Propriétés thérapeutiques

Les feuilles et les fleurs de l’aigremoine recèlent des tanins et des gommes qui expliquent son action astringente, salutaire en cas de diarrhée. Dans le Nord, prise en infusion légère, elle remplace le thé. D’où l’appellation « thé du Nord » ou « thé des bois ». L’aigremoine est un excellent antidiabétique, surtout mélangée au mûrier noir et à la myrtille. Les anciens utilisaient cette plante contre les taies (tâches opaques dues à une inflammation) de la cornée, du reste le nom aigremoine vient du grec argemos qui signifie« taie ».

Utilisation  magique :

L’aigremoine entre dans de nombreux charmes de protection. Ses fleurs jaunes, disposées en épi, fleurissent de bas en haut durant tout l’été pour donner de petites graines velues qui s’accrochent aux vêtements. C’est cet épifloral qui est utilisé en magie. Si la malveillance est reconnue comme étant de source humaine, la tradition recommande de cueillir l’épi en début de floraison quand la partie basse est en fleurs et le sommet pointu pas encore ouvert. Lorsque les influences négatives sont de source surnaturelle, on fait l’inverse lorsque le sommet est en pleine floraison et que la partie basse commence à se faner.

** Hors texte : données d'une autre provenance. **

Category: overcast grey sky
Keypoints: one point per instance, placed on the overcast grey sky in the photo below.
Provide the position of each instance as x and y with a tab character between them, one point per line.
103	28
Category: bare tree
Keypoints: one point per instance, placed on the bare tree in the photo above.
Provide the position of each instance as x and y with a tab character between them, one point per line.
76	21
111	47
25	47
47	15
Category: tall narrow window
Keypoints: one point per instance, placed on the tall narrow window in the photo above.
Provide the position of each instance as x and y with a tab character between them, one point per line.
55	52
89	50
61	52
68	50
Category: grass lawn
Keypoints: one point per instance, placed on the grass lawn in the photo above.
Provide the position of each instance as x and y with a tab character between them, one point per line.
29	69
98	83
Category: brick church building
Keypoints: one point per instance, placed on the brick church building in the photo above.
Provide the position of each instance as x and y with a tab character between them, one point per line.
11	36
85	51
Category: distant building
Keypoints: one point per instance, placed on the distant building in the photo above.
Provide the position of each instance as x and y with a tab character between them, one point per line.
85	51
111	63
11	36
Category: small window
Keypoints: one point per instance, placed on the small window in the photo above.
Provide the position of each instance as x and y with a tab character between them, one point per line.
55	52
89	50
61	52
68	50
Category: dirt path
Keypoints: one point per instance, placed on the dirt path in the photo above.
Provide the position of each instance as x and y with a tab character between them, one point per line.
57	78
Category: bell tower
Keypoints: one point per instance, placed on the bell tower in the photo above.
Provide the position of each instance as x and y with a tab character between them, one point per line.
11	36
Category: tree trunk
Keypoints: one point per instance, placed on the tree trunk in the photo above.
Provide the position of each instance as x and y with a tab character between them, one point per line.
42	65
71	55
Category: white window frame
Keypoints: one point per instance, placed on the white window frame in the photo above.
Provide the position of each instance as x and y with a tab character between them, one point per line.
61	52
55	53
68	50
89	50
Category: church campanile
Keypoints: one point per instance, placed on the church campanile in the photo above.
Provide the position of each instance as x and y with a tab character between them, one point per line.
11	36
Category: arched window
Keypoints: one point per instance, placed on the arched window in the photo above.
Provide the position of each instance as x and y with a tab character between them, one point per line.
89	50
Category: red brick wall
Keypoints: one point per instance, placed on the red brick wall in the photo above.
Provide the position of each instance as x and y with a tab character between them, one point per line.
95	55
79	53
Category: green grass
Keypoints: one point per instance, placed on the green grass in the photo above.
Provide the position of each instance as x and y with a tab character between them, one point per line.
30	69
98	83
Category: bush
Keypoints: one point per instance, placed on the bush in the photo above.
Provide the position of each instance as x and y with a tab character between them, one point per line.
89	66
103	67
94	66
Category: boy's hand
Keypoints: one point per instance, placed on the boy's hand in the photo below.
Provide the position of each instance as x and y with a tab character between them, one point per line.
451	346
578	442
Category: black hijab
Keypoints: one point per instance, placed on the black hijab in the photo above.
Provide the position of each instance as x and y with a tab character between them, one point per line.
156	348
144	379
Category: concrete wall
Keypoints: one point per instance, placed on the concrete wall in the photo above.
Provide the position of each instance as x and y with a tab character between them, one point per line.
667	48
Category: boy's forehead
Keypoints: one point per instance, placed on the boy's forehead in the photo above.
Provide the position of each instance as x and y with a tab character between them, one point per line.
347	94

Durant l’Inquisition, l’aigremoine était utilisée dans toute l’Europe pour faire la chasse aux sorcières. On pénétrait dans la maison suspecte en brandissant devant soi, à l’horizontale, un bouquet d’aigremoines. Si le lieu était effectivement habité par un suppôt du Malin, les fleurs se fanaient les unes après les autres, mais dans un sens opposé à celui de la nature : de haut en bas. On pouvait alors recourir à l’effet boomerang et renvoyer au sorcier les sorts qu’il avait jetés.

Selon une ancienne tradition, des pieds entiers d’aigremoine cousus à l’intérieur d’un oreiller plongent le dormeur dans un sommeil qui avoisine le coma et dont il ne sortira qu’avec le retrait de ces plantes.